Given her intense portrayals of the heroines of The Hunger Games, Winter's Bone and the Oscar-winning Silver Linings Playbook, it's a fair bet that Lawrence will make the character her own. All the more reason to check out the book, described by Janet Maslin of the New York Times as "one of the greatest American novels in recent history" before Serena arrives in cinemas this September.


Hollywood treatment
Rash, meanwhile, has stayed well away from the whole Hollywood shebang. "I can't seen any good coming from it," he says. "Every writer I've known who has tried to be involved in some way has regretted it. I didn't even read the screenplay. I didn't really want to. It's their interpretation now."

He was glad to hear, however, that after shooting most of the film in the Czech Republic, the production company did come back and record some scenes closer to home.

“They did do a good bit of filming in the Smoky Mountains as well, which I’m very happy about. I’ve heard the Czech mountains are very similar; but there are still some differences. What’s so different about the Appalachians is how verdant they are. There’s this intense green, because they’re old mountains with a lot of trees.” Green, intense, lots of trees. Rash territory – and then some.

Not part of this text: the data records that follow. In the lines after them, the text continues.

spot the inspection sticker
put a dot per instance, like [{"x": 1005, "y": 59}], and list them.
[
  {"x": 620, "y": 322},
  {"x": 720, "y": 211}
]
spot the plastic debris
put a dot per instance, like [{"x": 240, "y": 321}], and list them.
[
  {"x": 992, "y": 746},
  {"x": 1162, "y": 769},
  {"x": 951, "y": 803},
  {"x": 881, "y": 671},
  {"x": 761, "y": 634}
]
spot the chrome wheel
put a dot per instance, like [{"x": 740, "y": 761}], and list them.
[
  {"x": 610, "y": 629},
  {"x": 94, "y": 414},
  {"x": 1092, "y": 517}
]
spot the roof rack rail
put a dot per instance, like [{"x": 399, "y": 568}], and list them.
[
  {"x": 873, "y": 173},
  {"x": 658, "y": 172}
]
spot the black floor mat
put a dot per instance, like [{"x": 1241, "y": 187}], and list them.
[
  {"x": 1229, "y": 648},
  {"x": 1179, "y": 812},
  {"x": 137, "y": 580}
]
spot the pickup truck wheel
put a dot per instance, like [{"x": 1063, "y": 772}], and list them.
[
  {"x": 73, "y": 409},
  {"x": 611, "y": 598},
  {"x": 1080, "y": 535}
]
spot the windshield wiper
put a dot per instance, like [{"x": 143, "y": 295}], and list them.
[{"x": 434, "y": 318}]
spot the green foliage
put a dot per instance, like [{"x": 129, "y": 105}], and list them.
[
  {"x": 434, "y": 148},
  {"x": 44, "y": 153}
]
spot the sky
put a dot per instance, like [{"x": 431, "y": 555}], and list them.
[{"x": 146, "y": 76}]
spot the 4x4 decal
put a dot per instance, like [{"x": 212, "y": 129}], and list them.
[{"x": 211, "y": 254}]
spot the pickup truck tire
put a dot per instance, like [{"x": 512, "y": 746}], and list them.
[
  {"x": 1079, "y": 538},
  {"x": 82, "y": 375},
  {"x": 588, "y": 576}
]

Nothing Gold Can Stay by Ron Rash, is published by Canongate, £9.99. Rash will be reading and talking about his work, with Kevin Barry and Sinéad Gleeson, at the Kilkenny Arts Festival on August 13


Southern discomfort: five great novels

The Cove by Ron Rash
Part war tragedy, part fairy tale, The Cove is totally brilliant.


Absalom, Absalom by William Faulkner
Tale of three families before, during and after the American Civil War has the longest sentence in all of literature – 1,288 words – and was described in 2009 as the best southern novel of all time.


Blood Meridian by Cormac McCarthy
The horrors of the human animal have rarely been better expressed than in this 1985 classic, written as one great swoop of intensity, darkness and violence.


The Heart is a Lonely Hunter by Carson McCullers
Debut novel about a deaf-mute who becomes the confidant of his community propelled McCullers to literary superstardom at the age of 23.


Prodigal Summer by Barbara Kingsolver
Hey, it's not exactly bright and breezy - but this tale of love and loss during one humid season in the Kentucky mountains isn't quite as doom-laden as the others. And it has coyotes, too.